6 Tips to Improve Your Machine Shop's CapEx Budget Process
Accurate budgeting has never been more important. Get advice on how small manufacturing companies can budget more effectively for capital expenditures.
Most of us are running leaner these days in an effort to contain costs. Many small manufacturers are also taking a different approach to the CapEx budget process, looking beyond price tags to consider how the purchase drives value to your operation. Here are six ways you can improve the budgeting process for your small manufacturing company:
Evolve Your Scenario Planning
Because CapEx purchases have long lives and long paths to payback, scenario planning is a common budgeting and forecasting practice. It makes sense to adapt the traditional scenarios (unchanged, economic downturn and an economic uptick) to include disruptive new competitors, changes in commodities prices and various estimates for how long the pandemic will last. Updated scenario planning puts your capital expenditures in a real-world context so you can understand the impact of the buy more clearly. Check out this scenario planning tool.
Look Beyond Replacement
It’s tempting to focus only on old or outdated equipment that doesn’t perform well or can’t meet new requirements. But investing in new equipment and technology can boost your business’ overall performance with new products and capabilities. For example, we’re seeing increased demand for inspection equipment, 5-axis, 4-axis, live-action lathe, wire EDM, and waterjet or laser cutting machines. Investing in these assets could attract more diverse jobs to grow your business. New technology can yield gains in productivity and accuracy, and improving safety via more sensitive sensors and automation or robotics that complete repetitive or dangerous tasks. Watch our video on the best machines to buy.
Budget for Business Value
Value-based budgeting is an exercise that prompts us to look at each purchase on its merits – will it help us reduce production time, RMAs or waste; can it help us lower related costs or risk; could it give us a competitive advantage or improve customer retention; what happens if we defer the purchase? Evaluating potential purchases based on their value to the company allows us to prioritize purchases and make better decisions. Read up on VBB.
Factor in Related Costs and Benefits
One of the more common mistakes we make in the budgeting process is overlooking associated impacts. Indirect costs associated with CapEx purchases include: employee training, tech infrastructure upgrades or maintenance contracts or suspended operations during installation. Indirect spend is a crucial part of the total cost of ownership and capital and must be included to create an accurate assessment of value. Similarly, those benefits identified within a VBB exercise should also be factored in to determine true ROI. Learn more about indirect costs.
Establish Measurable Goals and Outcomes
As long as we’re talking about benefits, make ROI tracking and value assessment easier by attaching measurable goals and outcomes to each CapEx item.
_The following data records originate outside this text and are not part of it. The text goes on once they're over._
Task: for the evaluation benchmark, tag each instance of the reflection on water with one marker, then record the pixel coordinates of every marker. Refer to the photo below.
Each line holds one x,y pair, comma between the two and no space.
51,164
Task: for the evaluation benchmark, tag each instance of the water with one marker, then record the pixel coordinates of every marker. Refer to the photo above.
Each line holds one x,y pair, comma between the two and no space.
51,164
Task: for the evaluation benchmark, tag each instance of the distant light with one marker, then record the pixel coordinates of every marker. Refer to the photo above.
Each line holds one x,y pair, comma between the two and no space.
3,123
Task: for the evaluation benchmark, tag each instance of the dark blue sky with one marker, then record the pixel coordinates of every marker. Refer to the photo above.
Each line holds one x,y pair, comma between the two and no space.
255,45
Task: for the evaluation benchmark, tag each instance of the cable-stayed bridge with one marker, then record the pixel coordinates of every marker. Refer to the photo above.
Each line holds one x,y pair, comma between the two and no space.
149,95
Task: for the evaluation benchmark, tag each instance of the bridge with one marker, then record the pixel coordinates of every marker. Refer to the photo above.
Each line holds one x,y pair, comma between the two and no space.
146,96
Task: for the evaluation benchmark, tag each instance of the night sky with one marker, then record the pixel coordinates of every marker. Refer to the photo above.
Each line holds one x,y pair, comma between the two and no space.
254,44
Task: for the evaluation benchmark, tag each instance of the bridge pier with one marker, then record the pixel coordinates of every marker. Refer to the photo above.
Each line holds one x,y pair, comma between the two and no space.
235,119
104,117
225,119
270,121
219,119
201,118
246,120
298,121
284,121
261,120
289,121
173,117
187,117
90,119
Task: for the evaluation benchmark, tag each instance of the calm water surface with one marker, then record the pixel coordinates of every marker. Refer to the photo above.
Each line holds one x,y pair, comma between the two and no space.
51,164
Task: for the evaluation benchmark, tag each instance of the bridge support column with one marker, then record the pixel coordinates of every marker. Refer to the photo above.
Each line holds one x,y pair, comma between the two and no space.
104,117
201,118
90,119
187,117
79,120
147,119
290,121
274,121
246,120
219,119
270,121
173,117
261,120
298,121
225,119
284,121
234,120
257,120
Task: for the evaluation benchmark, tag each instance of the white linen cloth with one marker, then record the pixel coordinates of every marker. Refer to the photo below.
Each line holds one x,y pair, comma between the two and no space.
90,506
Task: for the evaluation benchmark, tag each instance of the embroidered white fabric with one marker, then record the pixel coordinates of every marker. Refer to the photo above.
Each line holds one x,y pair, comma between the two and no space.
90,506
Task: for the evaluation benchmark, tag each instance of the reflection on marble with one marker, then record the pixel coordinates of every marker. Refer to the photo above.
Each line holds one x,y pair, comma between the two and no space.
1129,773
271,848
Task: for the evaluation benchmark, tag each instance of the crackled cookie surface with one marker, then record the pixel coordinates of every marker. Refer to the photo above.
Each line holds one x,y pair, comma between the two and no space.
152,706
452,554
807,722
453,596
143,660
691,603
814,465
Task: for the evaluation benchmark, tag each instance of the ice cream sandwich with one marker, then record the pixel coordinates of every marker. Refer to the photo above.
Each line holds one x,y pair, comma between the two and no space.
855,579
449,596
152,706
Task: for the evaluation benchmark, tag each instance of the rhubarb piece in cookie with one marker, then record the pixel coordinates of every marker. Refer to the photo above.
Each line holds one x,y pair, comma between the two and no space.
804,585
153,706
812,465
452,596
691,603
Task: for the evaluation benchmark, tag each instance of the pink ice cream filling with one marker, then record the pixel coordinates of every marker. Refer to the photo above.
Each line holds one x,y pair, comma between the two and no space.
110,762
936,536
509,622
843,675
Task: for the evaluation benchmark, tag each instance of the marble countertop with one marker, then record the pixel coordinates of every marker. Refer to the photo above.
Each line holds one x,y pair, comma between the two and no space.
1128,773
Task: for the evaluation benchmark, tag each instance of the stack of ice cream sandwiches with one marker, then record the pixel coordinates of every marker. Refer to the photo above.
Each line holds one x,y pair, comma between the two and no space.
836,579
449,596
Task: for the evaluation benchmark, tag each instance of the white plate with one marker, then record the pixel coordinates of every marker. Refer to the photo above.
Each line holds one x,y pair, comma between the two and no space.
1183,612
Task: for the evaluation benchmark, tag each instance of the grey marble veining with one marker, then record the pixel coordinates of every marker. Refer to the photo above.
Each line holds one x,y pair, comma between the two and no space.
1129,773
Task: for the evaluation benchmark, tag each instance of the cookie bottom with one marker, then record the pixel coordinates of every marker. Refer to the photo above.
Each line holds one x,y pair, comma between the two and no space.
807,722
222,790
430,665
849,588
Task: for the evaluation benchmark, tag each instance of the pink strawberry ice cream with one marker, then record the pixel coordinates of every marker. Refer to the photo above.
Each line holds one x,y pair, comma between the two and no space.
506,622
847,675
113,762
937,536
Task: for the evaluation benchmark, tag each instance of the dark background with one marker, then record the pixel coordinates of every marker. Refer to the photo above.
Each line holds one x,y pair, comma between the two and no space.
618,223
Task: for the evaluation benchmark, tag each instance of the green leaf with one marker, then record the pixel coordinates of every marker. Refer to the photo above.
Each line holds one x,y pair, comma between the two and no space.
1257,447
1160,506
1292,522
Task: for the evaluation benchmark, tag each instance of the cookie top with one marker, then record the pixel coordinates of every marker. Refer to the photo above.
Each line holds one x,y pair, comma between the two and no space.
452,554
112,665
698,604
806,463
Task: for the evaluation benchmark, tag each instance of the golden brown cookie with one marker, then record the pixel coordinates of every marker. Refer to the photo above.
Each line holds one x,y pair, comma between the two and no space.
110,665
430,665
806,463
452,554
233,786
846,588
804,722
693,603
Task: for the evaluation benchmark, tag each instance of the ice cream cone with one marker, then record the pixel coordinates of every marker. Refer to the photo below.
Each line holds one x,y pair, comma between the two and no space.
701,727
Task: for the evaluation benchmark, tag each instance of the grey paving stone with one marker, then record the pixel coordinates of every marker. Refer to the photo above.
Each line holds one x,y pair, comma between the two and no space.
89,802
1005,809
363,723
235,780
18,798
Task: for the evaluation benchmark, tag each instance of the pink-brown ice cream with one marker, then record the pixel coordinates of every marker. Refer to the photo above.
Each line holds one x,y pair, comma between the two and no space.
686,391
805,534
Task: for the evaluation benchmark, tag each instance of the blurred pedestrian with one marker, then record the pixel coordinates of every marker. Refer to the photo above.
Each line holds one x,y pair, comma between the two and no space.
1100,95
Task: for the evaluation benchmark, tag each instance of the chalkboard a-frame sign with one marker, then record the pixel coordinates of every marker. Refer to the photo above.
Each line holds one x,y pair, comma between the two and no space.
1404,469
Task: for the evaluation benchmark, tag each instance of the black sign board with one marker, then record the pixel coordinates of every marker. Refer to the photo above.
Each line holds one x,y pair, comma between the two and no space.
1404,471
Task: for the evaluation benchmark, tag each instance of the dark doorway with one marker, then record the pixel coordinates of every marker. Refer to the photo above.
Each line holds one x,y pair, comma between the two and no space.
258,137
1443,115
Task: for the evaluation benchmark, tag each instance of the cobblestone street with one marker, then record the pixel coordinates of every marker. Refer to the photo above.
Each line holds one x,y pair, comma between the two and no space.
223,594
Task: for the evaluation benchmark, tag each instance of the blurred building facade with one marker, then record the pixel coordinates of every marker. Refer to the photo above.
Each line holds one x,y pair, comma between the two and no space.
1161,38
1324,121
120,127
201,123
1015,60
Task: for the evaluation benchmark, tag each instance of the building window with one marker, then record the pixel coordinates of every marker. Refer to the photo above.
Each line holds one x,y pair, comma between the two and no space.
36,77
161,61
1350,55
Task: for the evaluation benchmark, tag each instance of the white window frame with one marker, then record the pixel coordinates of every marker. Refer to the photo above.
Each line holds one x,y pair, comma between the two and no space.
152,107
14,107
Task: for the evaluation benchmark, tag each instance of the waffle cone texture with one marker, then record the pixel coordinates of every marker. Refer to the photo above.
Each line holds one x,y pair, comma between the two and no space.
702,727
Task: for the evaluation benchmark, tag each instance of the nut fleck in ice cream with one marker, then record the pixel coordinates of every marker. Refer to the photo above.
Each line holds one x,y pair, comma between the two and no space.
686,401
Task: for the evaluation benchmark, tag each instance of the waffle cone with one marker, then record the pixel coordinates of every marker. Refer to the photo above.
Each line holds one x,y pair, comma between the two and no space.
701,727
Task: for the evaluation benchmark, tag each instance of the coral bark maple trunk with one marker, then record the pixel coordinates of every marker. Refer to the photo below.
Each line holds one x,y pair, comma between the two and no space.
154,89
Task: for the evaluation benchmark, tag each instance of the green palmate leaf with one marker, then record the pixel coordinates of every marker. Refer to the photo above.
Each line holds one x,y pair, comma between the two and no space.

For example, if you expect a piece of equipment or software to increase productivity without increasing headcount, quantify the gain. If you'd be able to reduce rejects, returns and refunds, set a goal for each. This process creates a value-based mindset for budgeting and gathers data to justify the spend or support a change in priorities.
Consider Innovative Financing Options
Traditional ways of funding CapEx don’t make sense for every operation. Investigate new options to pay for what you need. For example, the Xometry Advance card gives shop owners instant access to 50% (subject to terms and conditions) of the value of eligible Xometry jobs.
Executing on even one of these ideas can make your CapEx budget process more effective and efficient. And improvements in budgeting and planning position you to make smarter decisions that strengthen your financial situation and fuel your success.
DISCLAIMER: This information is provided for general informational purposes only and should not be considered as offering individualized financial advice or as a substitute for financial advice from a professional familiar with your individual circumstances. Xometry expressly recommends that you always consult an accountant, banker and/or financial advisor for guidance on specific issues related to your business.